Jobs Being Taken Very Slowly

It may happen that you see your jobs queueing for too long. This might be simply due to overload of the batch system (please check the batch GUI); more rarely, it can be also a problem with priorities. Indeed, it may happen that your jobs are assigned (by mistake) an accounting group with very low priority.

Hence, you can check if your jobs are assigned the wrong accounting group via (an example output is shown):

$ condor_q owner $LOGNAME -long | grep '^AccountingGroup' | sort | uniq -c
9 AccountingGroup = "group_u_ATLAS.u_zp.nkarast"
1496 AccountingGroup = "group_u_BE.UNIX.u_pz.nkarast"

You can force the use of the high priority accounting group modifying your .sub script as:

+AccountingGroup = "group_u_BE.ABP.NORMAL"

Advanced features

Spool Option

The -spool option can be used at condor_submit level, e.g.
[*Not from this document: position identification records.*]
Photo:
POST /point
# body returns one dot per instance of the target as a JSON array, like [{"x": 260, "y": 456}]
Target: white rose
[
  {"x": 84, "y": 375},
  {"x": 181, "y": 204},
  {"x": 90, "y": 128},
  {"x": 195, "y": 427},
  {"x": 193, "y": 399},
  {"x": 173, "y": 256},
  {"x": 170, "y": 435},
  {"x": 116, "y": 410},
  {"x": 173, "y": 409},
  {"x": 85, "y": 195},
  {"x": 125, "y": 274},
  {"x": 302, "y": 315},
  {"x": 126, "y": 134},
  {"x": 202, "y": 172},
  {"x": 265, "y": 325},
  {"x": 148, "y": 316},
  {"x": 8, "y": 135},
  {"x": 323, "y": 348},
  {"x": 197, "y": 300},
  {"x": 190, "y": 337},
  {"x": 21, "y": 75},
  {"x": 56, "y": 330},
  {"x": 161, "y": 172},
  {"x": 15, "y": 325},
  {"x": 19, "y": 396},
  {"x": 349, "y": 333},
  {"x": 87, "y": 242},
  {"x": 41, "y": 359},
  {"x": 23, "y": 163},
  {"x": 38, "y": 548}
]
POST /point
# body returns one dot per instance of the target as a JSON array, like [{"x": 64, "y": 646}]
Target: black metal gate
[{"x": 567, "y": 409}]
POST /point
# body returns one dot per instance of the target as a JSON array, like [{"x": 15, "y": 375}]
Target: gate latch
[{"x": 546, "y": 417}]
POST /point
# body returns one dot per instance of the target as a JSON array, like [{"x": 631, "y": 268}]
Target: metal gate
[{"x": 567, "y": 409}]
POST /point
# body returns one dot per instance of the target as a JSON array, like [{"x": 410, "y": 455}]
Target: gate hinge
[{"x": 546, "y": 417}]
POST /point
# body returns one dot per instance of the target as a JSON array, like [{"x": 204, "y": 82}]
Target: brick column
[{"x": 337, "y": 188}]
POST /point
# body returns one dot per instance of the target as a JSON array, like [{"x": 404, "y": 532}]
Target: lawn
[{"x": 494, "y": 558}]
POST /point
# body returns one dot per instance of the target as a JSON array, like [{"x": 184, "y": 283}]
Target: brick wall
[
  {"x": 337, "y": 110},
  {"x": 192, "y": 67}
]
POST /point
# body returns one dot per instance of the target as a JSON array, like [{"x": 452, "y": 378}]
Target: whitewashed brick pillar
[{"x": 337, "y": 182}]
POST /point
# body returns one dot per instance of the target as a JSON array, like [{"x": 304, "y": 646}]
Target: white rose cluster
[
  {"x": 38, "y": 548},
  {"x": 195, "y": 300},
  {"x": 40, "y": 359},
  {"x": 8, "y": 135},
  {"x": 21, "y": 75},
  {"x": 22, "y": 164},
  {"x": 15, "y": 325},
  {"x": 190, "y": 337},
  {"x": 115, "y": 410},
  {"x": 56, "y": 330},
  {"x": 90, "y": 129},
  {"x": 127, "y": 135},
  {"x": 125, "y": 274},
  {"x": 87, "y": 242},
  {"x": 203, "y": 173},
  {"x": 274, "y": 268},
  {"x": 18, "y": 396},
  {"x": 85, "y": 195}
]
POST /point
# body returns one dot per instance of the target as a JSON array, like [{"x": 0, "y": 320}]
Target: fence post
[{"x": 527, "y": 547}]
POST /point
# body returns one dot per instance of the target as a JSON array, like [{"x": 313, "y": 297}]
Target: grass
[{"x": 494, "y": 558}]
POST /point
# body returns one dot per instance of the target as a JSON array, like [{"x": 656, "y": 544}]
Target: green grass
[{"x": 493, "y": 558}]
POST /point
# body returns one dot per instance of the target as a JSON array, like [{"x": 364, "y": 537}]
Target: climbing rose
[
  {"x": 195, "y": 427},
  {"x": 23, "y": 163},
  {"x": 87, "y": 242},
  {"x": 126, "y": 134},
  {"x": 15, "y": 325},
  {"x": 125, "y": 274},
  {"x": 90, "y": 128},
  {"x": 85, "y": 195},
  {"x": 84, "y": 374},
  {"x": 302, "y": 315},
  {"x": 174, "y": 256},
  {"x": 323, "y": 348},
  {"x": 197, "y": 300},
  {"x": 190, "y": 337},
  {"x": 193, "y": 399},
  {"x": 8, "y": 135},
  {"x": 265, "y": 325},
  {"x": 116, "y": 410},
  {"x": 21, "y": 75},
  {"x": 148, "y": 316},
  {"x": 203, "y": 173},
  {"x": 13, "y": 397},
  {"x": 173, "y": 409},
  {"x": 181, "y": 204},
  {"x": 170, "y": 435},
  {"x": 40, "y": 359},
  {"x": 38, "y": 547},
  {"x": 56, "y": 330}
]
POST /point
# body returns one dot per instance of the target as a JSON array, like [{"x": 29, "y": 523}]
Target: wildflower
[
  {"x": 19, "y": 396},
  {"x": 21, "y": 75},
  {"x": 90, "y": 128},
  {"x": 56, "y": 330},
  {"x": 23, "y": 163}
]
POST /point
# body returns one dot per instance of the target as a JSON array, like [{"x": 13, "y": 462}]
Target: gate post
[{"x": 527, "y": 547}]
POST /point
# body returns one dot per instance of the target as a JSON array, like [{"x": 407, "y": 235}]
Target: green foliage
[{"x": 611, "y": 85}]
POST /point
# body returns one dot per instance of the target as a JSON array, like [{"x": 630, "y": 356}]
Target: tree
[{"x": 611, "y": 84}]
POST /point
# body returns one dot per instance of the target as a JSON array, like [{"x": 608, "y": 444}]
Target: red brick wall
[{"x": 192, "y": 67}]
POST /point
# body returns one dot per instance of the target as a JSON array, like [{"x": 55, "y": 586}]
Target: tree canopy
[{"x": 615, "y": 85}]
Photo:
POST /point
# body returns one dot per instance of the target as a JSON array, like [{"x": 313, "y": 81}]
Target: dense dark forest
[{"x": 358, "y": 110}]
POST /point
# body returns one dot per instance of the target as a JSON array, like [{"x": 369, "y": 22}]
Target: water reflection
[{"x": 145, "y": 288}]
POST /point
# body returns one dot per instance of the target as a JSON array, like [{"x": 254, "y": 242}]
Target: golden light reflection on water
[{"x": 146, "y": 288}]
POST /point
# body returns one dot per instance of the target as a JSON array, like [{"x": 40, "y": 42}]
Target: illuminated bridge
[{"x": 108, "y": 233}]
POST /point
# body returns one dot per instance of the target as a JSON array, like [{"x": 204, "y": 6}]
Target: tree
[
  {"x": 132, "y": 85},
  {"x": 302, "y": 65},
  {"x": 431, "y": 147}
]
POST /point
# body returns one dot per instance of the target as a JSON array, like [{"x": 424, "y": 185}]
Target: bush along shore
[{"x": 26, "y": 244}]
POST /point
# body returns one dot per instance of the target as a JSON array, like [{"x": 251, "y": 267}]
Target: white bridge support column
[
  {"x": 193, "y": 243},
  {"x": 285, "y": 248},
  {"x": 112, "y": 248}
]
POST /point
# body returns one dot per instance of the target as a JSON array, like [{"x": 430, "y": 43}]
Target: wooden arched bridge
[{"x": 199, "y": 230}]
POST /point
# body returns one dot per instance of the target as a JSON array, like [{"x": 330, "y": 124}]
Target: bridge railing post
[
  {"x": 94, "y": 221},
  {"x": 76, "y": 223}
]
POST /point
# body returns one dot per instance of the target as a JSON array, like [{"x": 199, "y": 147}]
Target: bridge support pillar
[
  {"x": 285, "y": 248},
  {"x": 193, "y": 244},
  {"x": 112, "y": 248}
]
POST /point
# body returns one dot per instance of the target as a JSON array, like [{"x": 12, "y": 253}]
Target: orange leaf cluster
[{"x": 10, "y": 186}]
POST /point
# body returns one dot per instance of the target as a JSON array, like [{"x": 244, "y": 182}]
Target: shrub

condor_submit -spool htcondor.sub

In this case, all the output files (transfer_output_files) and the error, log and output files are not generated once the jobs finishes, but only when requested by the user, after the job is over. Retrieval can be done via the following command:

condor_transfer_data $LOGNAME -const 'JobStatus == 4'

In the above example, the files from all completed job in each cluster will be retrieved.

In this case, the jobs may not automatically disappear from condor_q. Job removal takes place after 10 days the job has finished.

Submitting Jobs to HTCondor from a local Machine

The recommended way of using HTCondor is to submit jobs by logging to lxplus.cern.ch.

It is also possible to configure your own computer to manage HTCondor jobs, as described in this guide.